Après trois mois de doutes, la France devrait enfin savoir à quoi s’en tenir sur sa valeur, ce soir, en accueillant l’Irlande en match éliminatoire du Mondial 2006.
Avant l’été, la venue des Irlandais au Stade de France n’aurait pas constitué un événement digne de mobiliser l’arrière-banc des supporteurs français.
Mais, depuis l’élimination à l’Euro, bien des choses ont changé et pas seulement en raison des retraites internationales de Zinedine Zidane, Lilian Thuram, Bixente Lizarazu et Claude Makelele.
En pleine reconstruction, l’équipe de France tente de s’évaluer et au vu des trois dernières prestations – deux nuls à domicile contre la Bosnie et Israël et une petite victoire aux îles Féroé –, l’optimisme n’est absolument pas de mise.
Aussi ce match contre des Irlandais, qui n’ont perdu qu’une seule fois lors de leurs dix dernières rencontres, prend-il des allures de test grandeur nature.
« Nous devons nous atteindre à un match très physique. Les Irlandais vont venir ici avec l’intention de faire un résultat, ça, nous pouvons en être sûrs », a commenté le milieu de terrain d’Arsenal, Robert Pires.
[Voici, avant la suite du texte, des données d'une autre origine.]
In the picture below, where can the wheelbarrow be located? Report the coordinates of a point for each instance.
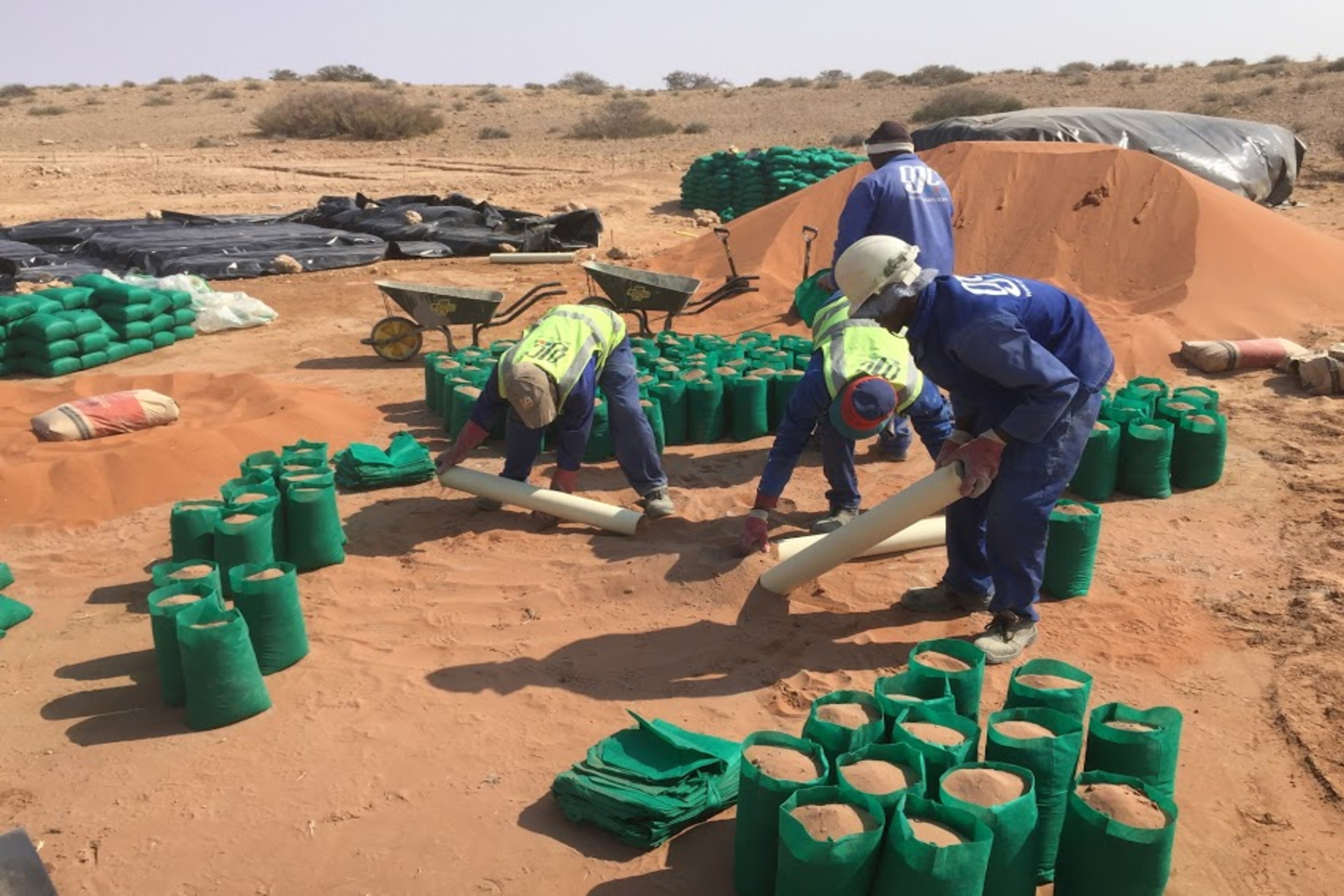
(436, 308)
(639, 292)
« Ils possèdent de très bons joueurs. Tous évoluent dans le championnat anglais et, donc, il faut les prendre très au sérieux. Au moins, nous ne serons pas surpris. Nous savons à quoi nous attendre. »
Bel enthousiasme
Outre leur goût traditionnel pour les combats acharnés, les Irlandais pourront compter sur la présence de plus de 25 000 supporteurs.
Pour le sélectionneur Raymond Domenech, nommé en juillet à la place de Jacques Santini, ce match éliminatoire constitue son premier véritable examen de passage.
Au-delà du simple déficit comptable, une défaite rendrait encore plus délicate une reconstruction qui ne se fait pas sans grincement de dents et sans explications franches et directes avec certains « anciens » de l’équipe.
Elle ramènerait aussi le doute dans les têtes au moment où le besoin de confiance n’a jamais été aussi grand en l’absence de véritables leaders.
Enfin, elle rendrait encore plus difficile le déplacement prévu la semaine prochaine à Chypre où, là encore, un succès est espéré pour poursuivre le redressement.
À tour de rôle, le sélectionneur et les joueurs sont venus depuis le début de la semaine affirmer que l’ambiance était sereine et que la confiance avait été retrouvée.
Le plus démonstratif dans cet exercice était le Lyonnais Sylvain Wiltord, pour lequel la victoire est au bout de ces deux prochains matchs.
« Avec les joueurs que nous avons, il n’y a aucune raison d’être inquiets. On va prendre les six points pour compenser ceux qu’on a laissé filer contre Israël ».
Malgré ce bel enthousiasme, la France devra se passer de son capitaine Patrick Vieira suspendu, de ses attaquants David Trezeguet et Ludovic Giuly et de son récupérateur Benoît Pedretti, tous trois blessés.
Composition
Voici la composition de l’équipe de France pour la rencontre de ce soir :
16- Fabien Barthez ; 5- William Gallas, 19- Gaël Givet, 14- Sébastien Squillaci, 13- Mickaël Silvestre ; 17- Olivier Dacourt, 15- Rio Mavuba, 7- Robert Pires, 11- Sylvain Wiltord ; 12- Thierry Henry, 9- Djibrill Cisse.